Он чувствовал вялость и безволие Савича, который только что с таким азартом ползал по полу, испещряя ватманы чертежами. В чем причина перемены? Он не мог, не имел права отпустить одного из лучших сотрудников лаборатории, не попытавшись выяснить причину.
Взгляд Петра Яковлевича остановился на фотографии под плексигласом. «Иван Сергеевич помолчал бы, подумал и нашел бы подход. А как мне найти?»
— Слушай, голубчик... С какой это зазнобой ты сидел вчера в кафе? — спросил вдруг Петр Яковлевич и тут же почувствовал, что вопрос его бестактен и неуместен.
Григорий встрепенулся, будто кто-то толкнул его в спину, поднял голову, мечтательно улыбнулся:
— Женщина как женщина... Только огня в нее насыпано многовато.
— А мне вот не довелось вкусить холостяцких радостей, — задумчиво произнес Петр Яковлевич. — И знаешь, не жалею... Не распылялся...
— Эх, Яковлевич! — вздохнул Григорий. — Кому заранее известно, в каком дворце прописана его принцесса? Чаще всего выбираем способом проб и ошибок. Поэтому и разводов много. Вот мы... Колдуем над сложностями... А до сих пор еще не изобрели индикатора, который выявлял бы соразмерность чувств, их глубину и прочность... — Григорий подошел к столу, положил пальцы на прохладную перчатку Петра Яковлевича. — Я не обижаюсь... Знаю, что вы из лучших побуждений... Исходя из своих оценок... А если они, эти критерии, не для меня?
— Не такой уж ты нестандартный... — тронутый откровенностью Григория, Петр Яковлевич встал. — Кроме всего прочего, есть еще обобщенный, эталонный образец поведения и морали...
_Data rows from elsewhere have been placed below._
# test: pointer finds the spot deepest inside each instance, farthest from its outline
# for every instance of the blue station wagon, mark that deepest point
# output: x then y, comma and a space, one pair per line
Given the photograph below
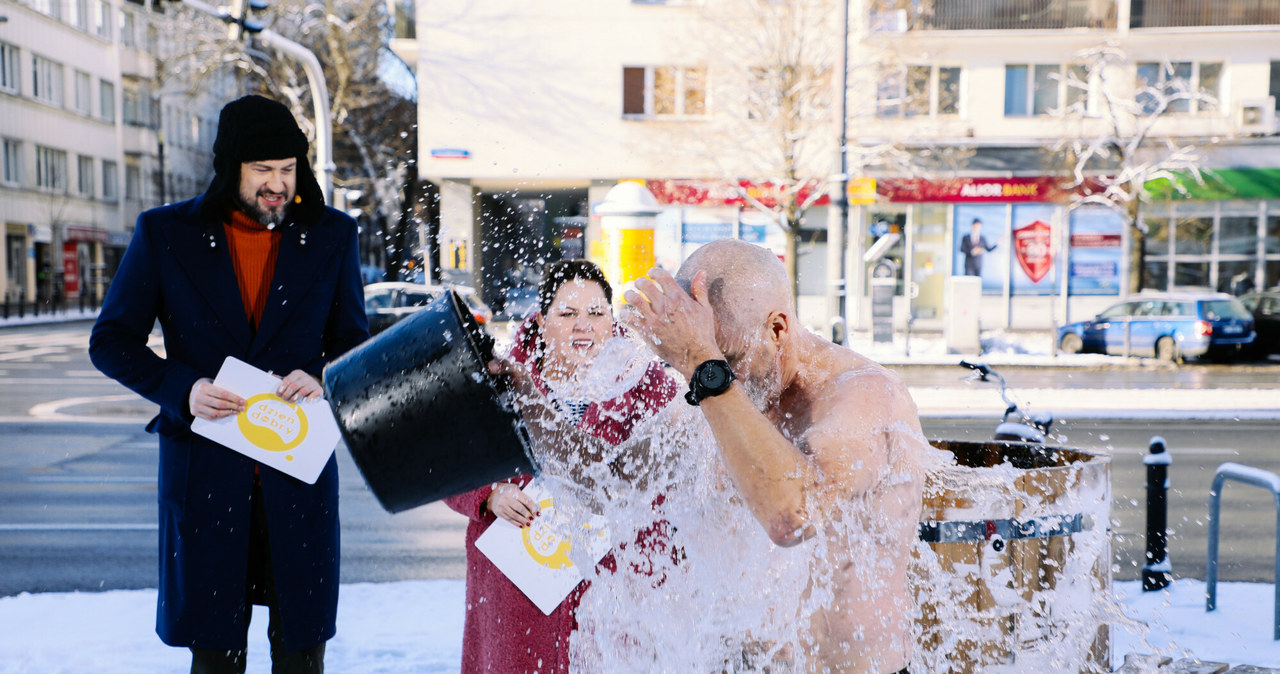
1169, 326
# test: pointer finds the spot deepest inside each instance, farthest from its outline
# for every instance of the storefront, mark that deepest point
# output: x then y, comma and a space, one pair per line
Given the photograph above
82, 262
1219, 232
1040, 260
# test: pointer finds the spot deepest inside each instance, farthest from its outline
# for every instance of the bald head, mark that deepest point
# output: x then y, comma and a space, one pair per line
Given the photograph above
745, 283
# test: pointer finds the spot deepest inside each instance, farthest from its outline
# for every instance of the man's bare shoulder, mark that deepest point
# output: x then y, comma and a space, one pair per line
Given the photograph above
855, 394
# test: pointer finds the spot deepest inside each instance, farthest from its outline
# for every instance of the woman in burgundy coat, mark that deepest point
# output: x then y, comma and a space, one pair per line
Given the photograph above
504, 632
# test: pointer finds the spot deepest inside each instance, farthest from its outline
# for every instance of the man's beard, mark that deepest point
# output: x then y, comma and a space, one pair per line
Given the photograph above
270, 219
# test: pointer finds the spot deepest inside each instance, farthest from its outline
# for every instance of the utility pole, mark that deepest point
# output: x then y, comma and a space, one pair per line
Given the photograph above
238, 23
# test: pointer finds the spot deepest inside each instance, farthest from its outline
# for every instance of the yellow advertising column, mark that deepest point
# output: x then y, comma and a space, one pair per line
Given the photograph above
626, 221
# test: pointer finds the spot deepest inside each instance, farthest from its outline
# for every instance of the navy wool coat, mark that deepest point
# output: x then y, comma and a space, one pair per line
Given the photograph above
314, 313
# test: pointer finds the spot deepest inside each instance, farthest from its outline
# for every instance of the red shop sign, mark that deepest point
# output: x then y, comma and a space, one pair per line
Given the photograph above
728, 193
1033, 246
972, 189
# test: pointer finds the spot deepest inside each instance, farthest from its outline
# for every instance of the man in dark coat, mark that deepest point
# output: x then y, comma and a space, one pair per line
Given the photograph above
259, 269
974, 246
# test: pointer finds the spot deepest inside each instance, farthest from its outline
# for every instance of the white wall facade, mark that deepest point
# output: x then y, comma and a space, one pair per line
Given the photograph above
531, 96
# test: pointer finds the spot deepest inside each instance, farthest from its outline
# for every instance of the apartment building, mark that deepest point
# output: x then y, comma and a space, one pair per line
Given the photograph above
90, 141
958, 110
996, 92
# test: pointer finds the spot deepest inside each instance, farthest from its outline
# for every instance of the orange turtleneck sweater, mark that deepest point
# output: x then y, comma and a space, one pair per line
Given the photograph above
254, 250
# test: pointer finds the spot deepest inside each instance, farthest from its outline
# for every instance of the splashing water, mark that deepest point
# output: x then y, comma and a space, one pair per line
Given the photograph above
703, 588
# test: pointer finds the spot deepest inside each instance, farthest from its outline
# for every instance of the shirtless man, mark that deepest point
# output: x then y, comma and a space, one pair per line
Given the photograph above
818, 441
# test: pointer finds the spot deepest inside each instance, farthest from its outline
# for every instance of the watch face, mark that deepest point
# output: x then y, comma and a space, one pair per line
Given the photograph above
713, 376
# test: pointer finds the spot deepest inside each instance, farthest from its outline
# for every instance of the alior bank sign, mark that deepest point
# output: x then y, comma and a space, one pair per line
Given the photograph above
972, 189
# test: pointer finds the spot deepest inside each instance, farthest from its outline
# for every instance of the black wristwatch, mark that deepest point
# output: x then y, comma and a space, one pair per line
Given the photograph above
711, 377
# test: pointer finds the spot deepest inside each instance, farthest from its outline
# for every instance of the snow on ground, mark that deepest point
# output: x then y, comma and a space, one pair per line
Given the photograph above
416, 627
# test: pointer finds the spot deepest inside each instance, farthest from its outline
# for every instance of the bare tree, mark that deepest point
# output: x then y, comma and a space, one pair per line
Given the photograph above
772, 72
1116, 152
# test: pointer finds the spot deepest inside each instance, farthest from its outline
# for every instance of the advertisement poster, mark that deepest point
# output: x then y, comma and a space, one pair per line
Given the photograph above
1033, 269
1096, 252
536, 558
295, 439
982, 244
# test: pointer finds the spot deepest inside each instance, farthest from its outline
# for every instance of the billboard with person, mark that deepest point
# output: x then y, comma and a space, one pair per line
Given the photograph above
982, 244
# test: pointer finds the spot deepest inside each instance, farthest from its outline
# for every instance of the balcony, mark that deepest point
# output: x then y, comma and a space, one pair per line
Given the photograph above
897, 15
1197, 13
— Вирутно, что есть! Как не быть! — подхватил Григорий. — Только он не жизненный, не наполнен страстью и безумством. Нам, простым смертным, остается разве что отклоняться от эталонных норм... Это и делает нас живыми людьми во плоти и крови.
— Гляди, а то отклонишься так, что... Мне будет больно, Григорий, если такое случится с тобой.
— О нет! Не беспокойтесь! Вам не придется за меня краснеть.
— Ну что ж, пока сойдемся на этом.
— Вы сказали: за минувший день кое-что изменилось. Если не секрет — что?
— А-а... Такая штукенция, голубчик... — Петр Яковлевич спрятал карандаш в ящик стола. — Прибыли вагоны с оборудованием... Нам выделили вычислительную машину... Все твои соображения теперь...
— Ура! Это же здорово! — Григорий схватил под мышки Петра Яковлевича, крутанул вокруг себя. — На ступеньку выше теперь станем!.. Не вслепую будем ковыряться... Простите за бесцеремонность... Но это же такая радость!
— Вижу, — с деланным неудовольствием глянул на него Петр Яковлевич. — Силушки у тебя, голубчик, как у выгулянного бугая. Не знаешь, куда ее девать. Взял бы да помог монтажникам. Старую тематику мы пересмотрим и какую-то малость времени выгадаем.
— Я не против... Ощупаю каждый проводок, каждое соединение.
— Вот и договорились. Иди занимайся делом.
После работы Григорий направился в кафе «Под башней».
У входа его встретил Максим Бигун.
— Привет, старик! Давно ждем тебя.
— Спасибо. Но я...
К ним подошла Майя.
Григорий пожал ее холодные пальцы.
— Ты не будешь сердиться, чаечка, если я сегодня не зайду?
— Что-нибудь случилось? — Из-под опущенной на лоб прядки черных волос сторожко и выжидающе глядели встревоженные глаза.
— Майя, я уже ночь и два дня не был дома...
— Вон ты о чем... Тогда иди... Сами развлечемся... Правда, Максим? Ну, иди, чего стал? Я замерзла...
Григорий побрел к трамвайной остановке, сел в вагон, прижал лицо к стеклу. Трамвай почти бесшумно скользил по рельсам, стеля перед собой и по бокам белые летучие полотнища сполохов. В еще не загустевшей мгле возникали и исчезали дома, словно кто-то невидимый тасовал огромные игральные карты. Тесно застроенный центр города удалялся, отодвигался, утихал неугомонный грохот и гам. Вот и окраина.